Malgré une érosion progressive de ses audiences, Sleepy Hollow continue sa route sur le réseau Fox et si elle termine actuellement sa quatrième saison, discutons auparavant de la troisième. Les dix-huit épisodes la composant furent diffusés aux États-Unis entre octobre 2015 et avril 2016. Aucun spoiler.

Neuf mois se sont écoulés depuis la mort accidentelle de Katrina des mains d’Ichabod Crane.
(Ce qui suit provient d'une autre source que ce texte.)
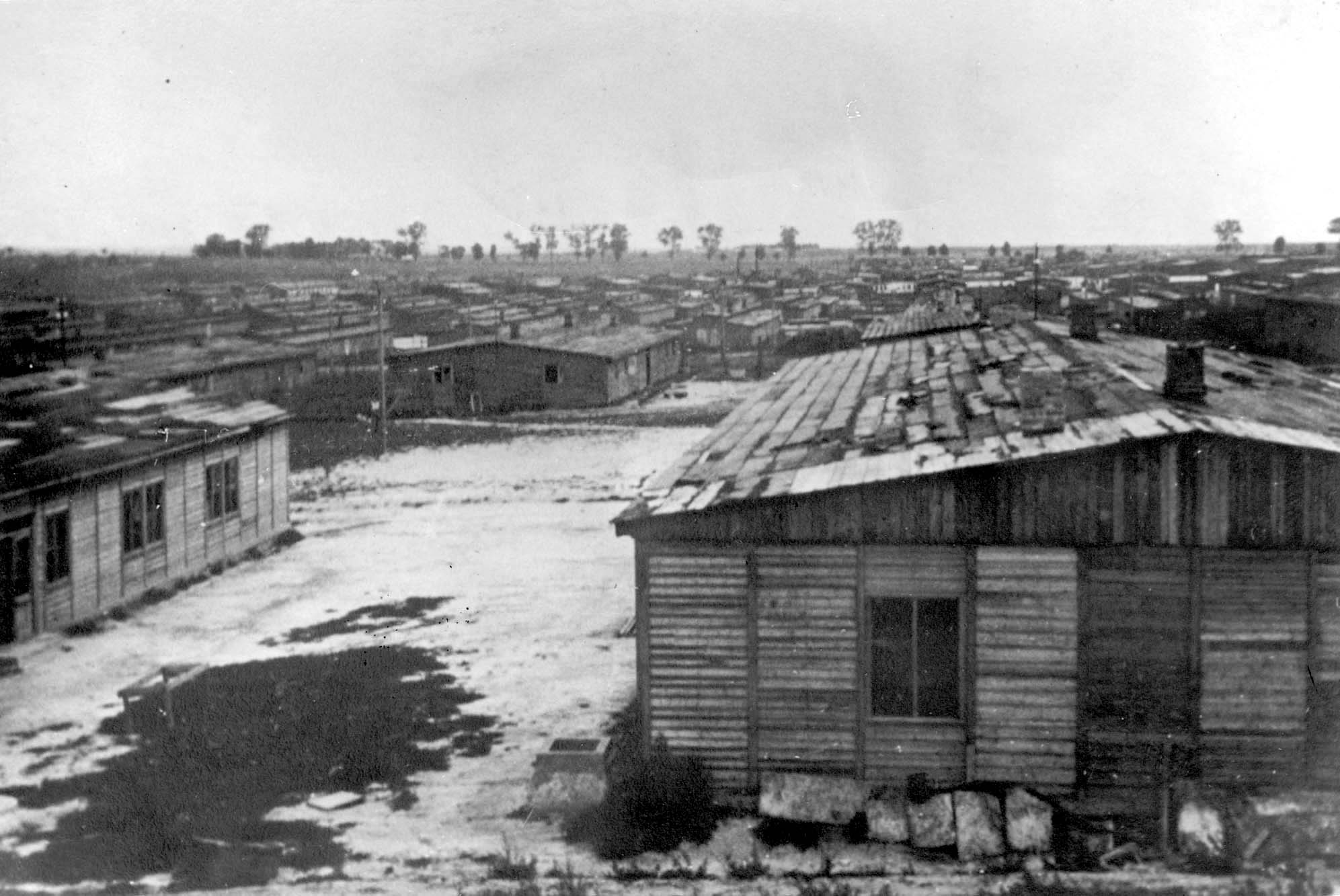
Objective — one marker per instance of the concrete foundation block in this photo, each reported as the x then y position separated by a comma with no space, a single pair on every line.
886,819
1028,823
978,825
811,797
932,823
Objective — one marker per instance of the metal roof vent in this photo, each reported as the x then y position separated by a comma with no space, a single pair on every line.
1041,401
1183,379
1083,321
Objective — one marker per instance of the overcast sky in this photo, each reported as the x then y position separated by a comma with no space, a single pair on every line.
151,125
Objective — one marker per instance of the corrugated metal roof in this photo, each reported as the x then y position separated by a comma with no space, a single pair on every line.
917,321
951,401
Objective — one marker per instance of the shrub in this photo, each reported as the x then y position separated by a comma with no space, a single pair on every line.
654,799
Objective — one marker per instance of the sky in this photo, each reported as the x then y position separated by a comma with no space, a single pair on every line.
147,126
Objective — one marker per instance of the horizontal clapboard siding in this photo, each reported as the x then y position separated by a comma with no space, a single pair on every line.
807,659
1253,666
697,627
1025,658
1325,713
896,749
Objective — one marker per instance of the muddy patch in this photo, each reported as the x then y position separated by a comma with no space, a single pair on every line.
192,799
368,620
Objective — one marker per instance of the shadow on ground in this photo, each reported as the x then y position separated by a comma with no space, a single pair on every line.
366,620
192,799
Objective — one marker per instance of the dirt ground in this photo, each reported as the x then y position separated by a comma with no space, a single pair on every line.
449,611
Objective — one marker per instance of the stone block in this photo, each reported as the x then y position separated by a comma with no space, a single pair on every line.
886,819
1028,821
932,823
978,825
811,797
569,776
1201,832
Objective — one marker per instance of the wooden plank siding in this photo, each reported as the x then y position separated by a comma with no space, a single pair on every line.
104,575
807,659
1181,491
1323,746
697,662
1253,666
1137,674
1025,638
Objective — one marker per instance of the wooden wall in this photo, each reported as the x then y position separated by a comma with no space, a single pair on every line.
1109,670
104,576
1189,491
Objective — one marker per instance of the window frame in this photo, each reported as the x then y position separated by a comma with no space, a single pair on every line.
959,659
55,546
223,491
143,522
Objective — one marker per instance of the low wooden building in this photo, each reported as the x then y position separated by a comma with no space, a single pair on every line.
1004,555
565,368
104,500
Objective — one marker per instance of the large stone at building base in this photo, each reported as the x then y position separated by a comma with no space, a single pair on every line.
1028,821
932,823
811,797
886,819
978,825
567,777
1202,832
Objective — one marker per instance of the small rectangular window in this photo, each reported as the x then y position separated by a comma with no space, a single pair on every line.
914,658
58,545
153,514
221,489
133,520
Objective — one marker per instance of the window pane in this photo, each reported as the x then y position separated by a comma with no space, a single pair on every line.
890,658
153,512
231,485
937,658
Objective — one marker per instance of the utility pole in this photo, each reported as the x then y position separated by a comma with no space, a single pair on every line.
1037,264
381,360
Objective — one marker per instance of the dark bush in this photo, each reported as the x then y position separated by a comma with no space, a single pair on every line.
654,799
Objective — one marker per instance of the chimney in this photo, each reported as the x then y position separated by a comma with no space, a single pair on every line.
1083,321
1183,378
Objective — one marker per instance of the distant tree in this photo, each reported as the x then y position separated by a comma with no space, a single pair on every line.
670,239
1228,232
256,237
711,237
413,235
216,245
618,240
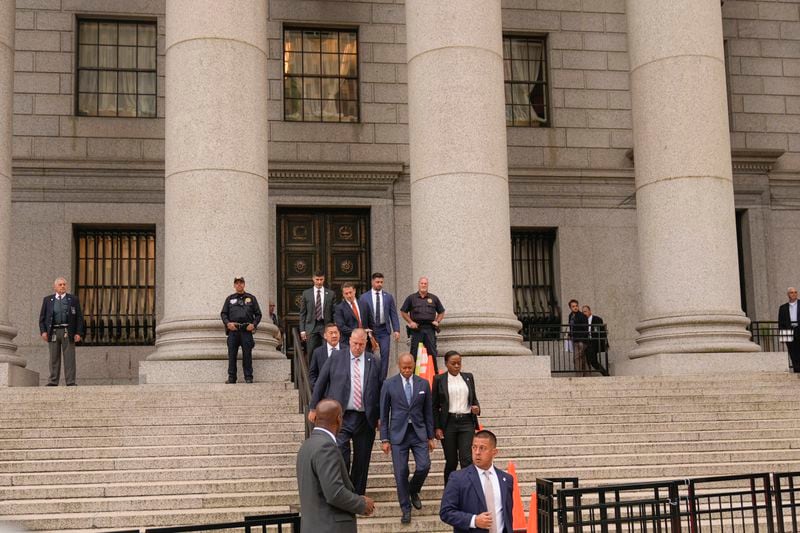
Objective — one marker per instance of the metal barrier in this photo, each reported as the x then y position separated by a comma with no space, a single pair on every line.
248,525
786,489
728,503
554,340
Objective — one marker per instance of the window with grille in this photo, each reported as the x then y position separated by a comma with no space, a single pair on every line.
320,82
116,68
525,74
116,285
532,258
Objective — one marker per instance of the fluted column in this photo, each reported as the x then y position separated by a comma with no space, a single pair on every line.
7,333
216,212
684,189
460,225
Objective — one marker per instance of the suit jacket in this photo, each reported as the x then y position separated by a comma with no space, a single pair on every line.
334,382
347,321
388,309
327,498
307,320
75,325
318,359
396,411
463,497
441,398
784,319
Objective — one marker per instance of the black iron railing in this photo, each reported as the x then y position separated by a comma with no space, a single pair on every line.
300,378
555,341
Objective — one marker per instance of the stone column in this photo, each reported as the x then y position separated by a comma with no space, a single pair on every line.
216,212
12,366
460,226
684,191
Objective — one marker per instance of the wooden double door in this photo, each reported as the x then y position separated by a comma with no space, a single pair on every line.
335,241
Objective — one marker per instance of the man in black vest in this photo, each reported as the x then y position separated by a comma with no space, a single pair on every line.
61,326
241,316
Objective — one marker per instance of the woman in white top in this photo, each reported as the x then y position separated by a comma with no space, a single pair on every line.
455,413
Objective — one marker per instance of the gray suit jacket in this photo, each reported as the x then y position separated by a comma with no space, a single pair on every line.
327,500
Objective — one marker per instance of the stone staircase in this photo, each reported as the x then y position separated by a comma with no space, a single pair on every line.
122,457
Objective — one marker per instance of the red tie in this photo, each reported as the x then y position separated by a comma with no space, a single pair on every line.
355,312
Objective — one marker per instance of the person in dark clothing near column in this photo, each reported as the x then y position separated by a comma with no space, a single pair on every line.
423,312
788,317
61,326
241,316
579,333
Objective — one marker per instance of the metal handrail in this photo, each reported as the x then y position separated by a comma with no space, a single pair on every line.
300,375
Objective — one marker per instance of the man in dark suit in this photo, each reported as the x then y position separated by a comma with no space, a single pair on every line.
407,424
321,354
479,496
316,310
788,321
351,314
597,338
327,499
61,326
384,315
352,377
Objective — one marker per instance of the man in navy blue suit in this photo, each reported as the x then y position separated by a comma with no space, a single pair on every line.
351,377
479,497
384,315
350,314
407,424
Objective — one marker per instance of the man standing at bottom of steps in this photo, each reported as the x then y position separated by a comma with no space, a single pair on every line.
328,501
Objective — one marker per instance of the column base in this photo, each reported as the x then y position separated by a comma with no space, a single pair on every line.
481,335
699,334
209,371
193,338
12,375
666,364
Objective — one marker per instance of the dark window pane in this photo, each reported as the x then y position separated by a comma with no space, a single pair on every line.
127,34
87,104
87,34
108,33
87,81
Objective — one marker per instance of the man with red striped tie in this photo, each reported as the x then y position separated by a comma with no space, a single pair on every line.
352,377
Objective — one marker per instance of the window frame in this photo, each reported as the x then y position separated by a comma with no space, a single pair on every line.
356,79
76,85
142,335
542,39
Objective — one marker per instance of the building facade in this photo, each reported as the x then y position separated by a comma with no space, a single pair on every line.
648,165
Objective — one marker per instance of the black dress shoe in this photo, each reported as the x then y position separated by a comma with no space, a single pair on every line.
415,501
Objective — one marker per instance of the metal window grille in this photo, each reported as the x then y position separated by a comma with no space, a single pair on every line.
535,300
116,68
116,285
526,85
320,82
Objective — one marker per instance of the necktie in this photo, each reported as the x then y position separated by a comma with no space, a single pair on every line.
318,306
488,490
355,312
357,384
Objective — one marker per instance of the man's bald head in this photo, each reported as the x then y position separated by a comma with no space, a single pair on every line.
329,415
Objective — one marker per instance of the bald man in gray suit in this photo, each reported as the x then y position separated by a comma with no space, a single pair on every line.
328,501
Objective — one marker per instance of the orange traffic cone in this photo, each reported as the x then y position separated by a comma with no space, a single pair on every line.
533,515
519,511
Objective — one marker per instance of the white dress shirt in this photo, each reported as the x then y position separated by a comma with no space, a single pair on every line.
498,499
Probablement en partie parce qu’il a besoin de faire son deuil, il s’occupe l’esprit en s’envolant en Angleterre à la recherche de mystérieux artefacts et en s’offrant une nouvelle coupe de cheveux. Ce n’est qu’à son retour de l’autre côté de l’océan Atlantique qu’il contacte Abbie à qui il n’a pas parlé depuis. La jeune femme n’a pas chômé entre-temps puisqu’elle fait désormais partie du FBI et lance enfin sa carrière dans la direction qu’elle convoitait depuis un moment. La fin de saison précédente a permis de donner un bon coup de balai dans les intrigues de qualité douteuse et d’évacuer de la scène des personnages inutiles, voire irritants. Une fois de plus, Sleepy Hollow essaye alors maintenant de se créer une identité propre. À ses débuts, elle se montrait rafraîchissante, s’amusait de ses incohérences et ne prenait pas de grands airs. Malheureusement, certains ont visiblement souhaité simplifier les scénarios et employer une formule plus classique, procédurale même. Ces épisodes inédits continuent sur cet élan de récits à la semaine, tout en tentant bon gré mal gré de récupérer le sel d’autrefois et de broder une mythologie aux bases branlantes. Effectivement, le résultat n’est pas à la hauteur des attentes et la fiction poursuit son inexorable chute vers l’insipidité. Elle n’est pas foncièrement mauvaise, non, elle induit uniquement un sentiment de tristesse, de gâchis. D’ailleurs, comme le note justement Fabien sur Critictoo, elle laisse espérer ses téléspectateurs qu’elle retrouvera un jour sa verve d’antan. Sauf qu’il faut être réaliste, ce ne sera jamais le cas. La preuve en est qu’en se délestant d’un indispensable élément, la conclusion de cette saison se veut honteuse, trahit totalement l’esprit général et se moque tout aussi ouvertement de l’audience. La suite s’annonce à nouveau différente, handicapée d’un atout phare et peu enthousiasmante. Ce qui sauve jusqu’à présent Sleepy Hollow de la débâcle, c’est la relation qu’entretiennent ses deux héros, attachants ensemble comme séparément.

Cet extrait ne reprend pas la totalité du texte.